For each retrieved node in the information console, the user has the option to display the egonet and the adjacency matrix ( shown in Figure 7) of that node by clicking the appropriate button. Then, the user can navigate to the egonet and adjacency matrix tabs to view their respective interactive graphs. The egonet graph shows at most 10 other nodes adjacent to the selected node and all the connections between them. The user also has the ability to expand the egonet by clicking on any desired node from which they want to expand the network as well as deleting any desired node from the egonet. For efficiency, when a user clicks on a node, it expands to a random set of ten neighbors. However, this choice can be adjusted to better serve the exploration needs for different domains. The egonet (which is displayed using a force-directed layout) is interactive and can be re-positioned as desired by the user in order to provide a better visualization.

To explore nodes detected as anomalies, users can click on the G-FADD, ABOD, and Combined Anomaly Score buttons at the bottom of the screen to display the respective anomaly scores (Figure 8). Once the button is clicked, the top ten most anomalous nodes from the input graph will be presented in the table format ordered by their scores. Simultaneously, the top ten anomalous nodes are automatically highlighted in all the distribution plots to give the user a sense of the most anomalous nodes in their dataset (Figure 9). Node-specific interaction via egonet and adjacency matrix representation is supported for the anomalous nodes as well (through the tab for anomaly detection, as shown in Figure 8).
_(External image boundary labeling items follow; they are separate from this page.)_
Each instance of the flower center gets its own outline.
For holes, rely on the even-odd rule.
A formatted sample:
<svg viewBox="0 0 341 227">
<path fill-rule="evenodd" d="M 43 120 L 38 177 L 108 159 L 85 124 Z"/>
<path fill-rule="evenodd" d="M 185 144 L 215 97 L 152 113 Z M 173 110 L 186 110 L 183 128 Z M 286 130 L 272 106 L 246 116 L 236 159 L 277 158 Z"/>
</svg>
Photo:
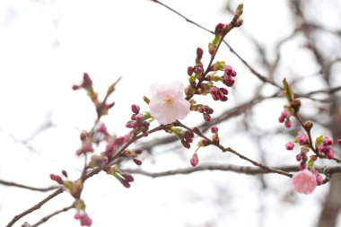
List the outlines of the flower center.
<svg viewBox="0 0 341 227">
<path fill-rule="evenodd" d="M 173 106 L 173 99 L 170 96 L 167 96 L 164 100 L 164 104 L 167 106 L 172 107 Z"/>
</svg>

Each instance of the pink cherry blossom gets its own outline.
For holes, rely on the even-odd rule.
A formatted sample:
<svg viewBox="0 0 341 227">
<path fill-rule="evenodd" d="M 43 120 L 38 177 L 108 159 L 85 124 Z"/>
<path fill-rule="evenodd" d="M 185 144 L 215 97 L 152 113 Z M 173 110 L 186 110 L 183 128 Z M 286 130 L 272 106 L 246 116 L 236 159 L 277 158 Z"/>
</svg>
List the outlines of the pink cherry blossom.
<svg viewBox="0 0 341 227">
<path fill-rule="evenodd" d="M 288 142 L 288 143 L 286 143 L 286 144 L 285 144 L 285 148 L 286 148 L 286 150 L 288 150 L 288 151 L 293 150 L 293 147 L 294 147 L 294 144 L 293 144 L 293 142 L 291 142 L 291 141 Z"/>
<path fill-rule="evenodd" d="M 310 194 L 317 186 L 316 181 L 316 177 L 311 171 L 308 170 L 298 171 L 293 176 L 293 191 L 305 195 Z"/>
<path fill-rule="evenodd" d="M 153 84 L 150 88 L 151 115 L 162 125 L 183 119 L 189 113 L 190 103 L 183 97 L 184 85 L 179 82 Z"/>
<path fill-rule="evenodd" d="M 193 167 L 197 166 L 197 163 L 199 163 L 199 158 L 197 157 L 197 153 L 193 153 L 193 156 L 190 158 L 189 162 Z"/>
</svg>

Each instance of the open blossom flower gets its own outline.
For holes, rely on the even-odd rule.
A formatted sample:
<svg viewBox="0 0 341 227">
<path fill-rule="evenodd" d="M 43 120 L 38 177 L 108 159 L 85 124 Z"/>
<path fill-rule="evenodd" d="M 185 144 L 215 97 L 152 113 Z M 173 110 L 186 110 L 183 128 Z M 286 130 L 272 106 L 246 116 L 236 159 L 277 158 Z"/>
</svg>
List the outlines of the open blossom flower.
<svg viewBox="0 0 341 227">
<path fill-rule="evenodd" d="M 183 97 L 184 85 L 179 82 L 153 84 L 150 88 L 151 115 L 162 125 L 183 119 L 189 113 L 190 103 Z"/>
<path fill-rule="evenodd" d="M 314 191 L 316 186 L 316 176 L 308 170 L 298 171 L 293 176 L 293 188 L 295 192 L 308 195 Z"/>
</svg>

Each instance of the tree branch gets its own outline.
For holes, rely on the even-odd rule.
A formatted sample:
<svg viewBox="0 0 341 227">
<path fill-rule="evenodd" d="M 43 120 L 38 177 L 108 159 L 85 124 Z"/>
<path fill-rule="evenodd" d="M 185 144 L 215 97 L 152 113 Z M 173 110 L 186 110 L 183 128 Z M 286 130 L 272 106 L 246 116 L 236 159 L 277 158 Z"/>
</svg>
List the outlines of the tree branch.
<svg viewBox="0 0 341 227">
<path fill-rule="evenodd" d="M 285 171 L 285 172 L 294 172 L 301 170 L 299 165 L 279 165 L 279 166 L 271 166 L 271 169 Z M 315 166 L 315 169 L 321 173 L 340 173 L 341 166 L 333 165 L 333 166 Z M 267 174 L 274 173 L 267 171 L 267 170 L 254 167 L 254 166 L 240 166 L 233 164 L 202 164 L 195 168 L 182 168 L 172 170 L 166 170 L 161 172 L 150 172 L 139 169 L 124 169 L 125 171 L 129 173 L 141 174 L 144 176 L 151 178 L 161 178 L 173 175 L 183 175 L 189 174 L 197 171 L 205 171 L 205 170 L 220 170 L 220 171 L 232 171 L 237 173 L 244 173 L 247 175 L 259 175 L 259 174 Z"/>
<path fill-rule="evenodd" d="M 32 191 L 41 191 L 41 192 L 50 191 L 50 190 L 57 189 L 59 188 L 59 186 L 50 186 L 50 187 L 47 187 L 47 188 L 31 187 L 31 186 L 18 184 L 18 183 L 12 182 L 12 181 L 6 181 L 4 179 L 0 179 L 0 184 L 4 185 L 4 186 L 16 187 L 16 188 L 20 188 L 30 189 Z"/>
</svg>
4. Perseus-Hub: Web Application Integration

In order to combine the above visualization features into one cohesive user interface, we wrap Perseus-Hub inside a web application interface, which is accessible universally within a browser. The application backend is hosted on Amazon Web Service (AWS), consisting of an Apache Spark cluster for processing user-uploaded raw datasets, an application architecture powered by an uWsgi server running Django, a Nginx reverse proxy server for IP resolution and static file serving, and a MySQL server for application data storage, while the frontend user interface is powered by the Bootstrap 3 framework.

The data visualization process is as follows: first, the application lets users upload raw datasets in the form of a text file from the upload page. The uploaded raw data is then passed to the master node of Apache Spark cluster to compute the graph statistics. Due to the potentially long time needed, the system is set to send the user an email when the processing is done, rather than providing an unresponsive interface which requires the user to wait.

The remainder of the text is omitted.